The objective of this project was to apply and evaluate classification algorithms to demonstrate that some non-UXO items can be classified correctly and hence left in the ground, while maintaining a given level of detection performance.
The classification algorithms were demonstrated on three sites. They were initially validated at Fort Ord Seaside, California and then applied as part of the ESTCP Classification Program at the Former Camp Sibert, Alabama and the Former Camp San Luis Obispo (SLO), California. Results from early implementations show that the demonstrators were too conservative in the application of their methods. The demonstrators did not classify a large number of targets because they labeled them as “can’t analyze”, which can be due to factors such as signal-to-noise ratio (SNR) and data quality. Targets identified as “can’t analyze” are treated as potential targets of interest and, in large quantities, can significantly reduce the potential for cost savings at a site.
Building on lessons learned from the Ft. Ord Seaside and Camp Sibert demonstrations, the demonstrators refined their methods and the active learning algorithms produced outstanding results at Camp SLO using MetalMapper sensor data. The demonstrators were able to analyze a much larger percentage of site targets. The majority of targets of interest and non-targets of interest were readily recognized and classified as such with high confidence.

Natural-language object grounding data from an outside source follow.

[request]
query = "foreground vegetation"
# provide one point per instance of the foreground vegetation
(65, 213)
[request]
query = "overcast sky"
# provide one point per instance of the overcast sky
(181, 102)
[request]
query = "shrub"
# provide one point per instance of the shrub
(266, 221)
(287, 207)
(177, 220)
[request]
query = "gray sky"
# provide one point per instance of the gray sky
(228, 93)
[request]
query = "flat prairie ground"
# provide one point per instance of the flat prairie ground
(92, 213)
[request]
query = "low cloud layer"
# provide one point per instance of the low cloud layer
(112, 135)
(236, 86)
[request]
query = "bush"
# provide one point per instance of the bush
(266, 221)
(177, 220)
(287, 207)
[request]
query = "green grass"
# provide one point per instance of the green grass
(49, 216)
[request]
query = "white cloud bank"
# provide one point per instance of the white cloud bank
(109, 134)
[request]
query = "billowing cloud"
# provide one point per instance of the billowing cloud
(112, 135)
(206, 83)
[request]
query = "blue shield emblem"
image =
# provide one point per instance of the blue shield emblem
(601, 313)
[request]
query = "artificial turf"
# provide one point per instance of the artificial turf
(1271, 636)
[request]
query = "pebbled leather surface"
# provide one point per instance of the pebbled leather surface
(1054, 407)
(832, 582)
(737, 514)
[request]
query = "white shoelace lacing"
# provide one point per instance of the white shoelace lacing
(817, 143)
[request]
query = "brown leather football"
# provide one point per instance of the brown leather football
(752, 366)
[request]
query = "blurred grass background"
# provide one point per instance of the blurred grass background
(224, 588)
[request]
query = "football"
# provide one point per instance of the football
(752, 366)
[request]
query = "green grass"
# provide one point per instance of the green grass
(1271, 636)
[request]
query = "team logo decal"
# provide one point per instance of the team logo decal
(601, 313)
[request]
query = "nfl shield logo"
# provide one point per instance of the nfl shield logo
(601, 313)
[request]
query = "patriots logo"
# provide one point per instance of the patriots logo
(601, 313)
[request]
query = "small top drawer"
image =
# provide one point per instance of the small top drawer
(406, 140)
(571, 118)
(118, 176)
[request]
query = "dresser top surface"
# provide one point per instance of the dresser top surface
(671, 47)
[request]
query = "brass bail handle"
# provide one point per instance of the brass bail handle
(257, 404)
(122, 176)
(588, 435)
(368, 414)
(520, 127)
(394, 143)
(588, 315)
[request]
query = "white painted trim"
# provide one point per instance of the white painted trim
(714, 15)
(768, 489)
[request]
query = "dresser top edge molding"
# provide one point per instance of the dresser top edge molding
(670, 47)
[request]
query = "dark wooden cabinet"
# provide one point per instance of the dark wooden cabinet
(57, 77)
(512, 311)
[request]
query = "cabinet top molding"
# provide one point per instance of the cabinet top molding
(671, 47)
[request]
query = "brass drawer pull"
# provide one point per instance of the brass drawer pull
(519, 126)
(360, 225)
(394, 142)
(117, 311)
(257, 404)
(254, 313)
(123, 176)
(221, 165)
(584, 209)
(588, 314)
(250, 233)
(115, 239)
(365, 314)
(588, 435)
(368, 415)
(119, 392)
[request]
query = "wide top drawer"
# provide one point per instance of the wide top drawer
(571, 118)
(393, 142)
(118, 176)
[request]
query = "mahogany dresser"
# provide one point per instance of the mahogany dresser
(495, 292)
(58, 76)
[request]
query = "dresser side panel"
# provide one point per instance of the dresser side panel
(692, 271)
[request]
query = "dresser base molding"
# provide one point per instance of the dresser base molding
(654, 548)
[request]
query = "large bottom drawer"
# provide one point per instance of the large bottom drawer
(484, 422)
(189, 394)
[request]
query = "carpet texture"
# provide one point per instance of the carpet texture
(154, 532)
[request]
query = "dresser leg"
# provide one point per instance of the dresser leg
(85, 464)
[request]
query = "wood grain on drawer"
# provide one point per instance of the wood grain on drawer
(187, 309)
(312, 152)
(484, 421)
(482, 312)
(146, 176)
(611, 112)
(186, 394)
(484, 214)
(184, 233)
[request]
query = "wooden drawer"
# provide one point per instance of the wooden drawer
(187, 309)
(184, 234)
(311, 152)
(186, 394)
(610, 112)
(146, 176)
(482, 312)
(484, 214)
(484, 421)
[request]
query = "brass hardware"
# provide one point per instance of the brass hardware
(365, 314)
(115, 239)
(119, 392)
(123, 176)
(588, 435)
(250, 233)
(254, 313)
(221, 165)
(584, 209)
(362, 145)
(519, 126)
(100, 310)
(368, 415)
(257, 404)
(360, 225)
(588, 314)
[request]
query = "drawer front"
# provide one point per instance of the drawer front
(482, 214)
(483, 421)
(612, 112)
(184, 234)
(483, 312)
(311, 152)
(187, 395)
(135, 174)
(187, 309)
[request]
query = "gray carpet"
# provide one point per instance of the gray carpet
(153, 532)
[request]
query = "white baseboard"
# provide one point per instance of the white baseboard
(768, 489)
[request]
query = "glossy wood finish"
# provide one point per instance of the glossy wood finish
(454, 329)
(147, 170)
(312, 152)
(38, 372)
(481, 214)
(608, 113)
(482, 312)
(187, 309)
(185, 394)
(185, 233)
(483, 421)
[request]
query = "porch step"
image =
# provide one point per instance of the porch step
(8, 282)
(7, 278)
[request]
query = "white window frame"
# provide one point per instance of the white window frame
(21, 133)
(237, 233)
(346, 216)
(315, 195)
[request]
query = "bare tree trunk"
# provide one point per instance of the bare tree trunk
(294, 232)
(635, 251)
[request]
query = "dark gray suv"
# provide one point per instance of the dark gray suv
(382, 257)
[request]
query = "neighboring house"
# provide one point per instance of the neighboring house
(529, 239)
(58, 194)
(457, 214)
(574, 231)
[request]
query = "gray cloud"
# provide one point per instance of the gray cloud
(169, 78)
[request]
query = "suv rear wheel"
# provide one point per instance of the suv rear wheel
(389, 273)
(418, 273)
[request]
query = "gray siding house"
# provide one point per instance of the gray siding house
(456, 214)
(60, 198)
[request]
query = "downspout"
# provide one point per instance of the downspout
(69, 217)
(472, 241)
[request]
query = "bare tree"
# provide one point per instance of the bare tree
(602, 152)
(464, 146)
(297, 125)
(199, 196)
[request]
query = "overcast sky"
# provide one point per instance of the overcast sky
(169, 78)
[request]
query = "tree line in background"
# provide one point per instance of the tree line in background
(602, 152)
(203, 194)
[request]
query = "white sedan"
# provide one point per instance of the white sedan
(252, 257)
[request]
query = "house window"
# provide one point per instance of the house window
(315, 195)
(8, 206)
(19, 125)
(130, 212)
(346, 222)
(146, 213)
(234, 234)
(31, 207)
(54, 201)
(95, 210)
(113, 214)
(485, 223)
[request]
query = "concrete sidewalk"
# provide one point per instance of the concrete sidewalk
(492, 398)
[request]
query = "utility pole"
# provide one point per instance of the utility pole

The Department of Defense will benefit from the reduced number of total excavations required to clean a given site. The adaptive algorithms demonstrated provide a mathematically rigorous means of adaptively augmenting a training data set, based on the site-dependent observed data. This procedure provides an ordered dig list. Moreover, the graph-based semi-supervised algorithm provides a means of performing classification based on all observed data at a given site, not one feature vector at a time. Both of these techniques have resulted in significantly reduced total excavations, while achieving high UXO detection. The techniques demonstrated in this project represent the state-of-the-art in digital geophysics, and their success has the potential to transform UXO cleanup methods.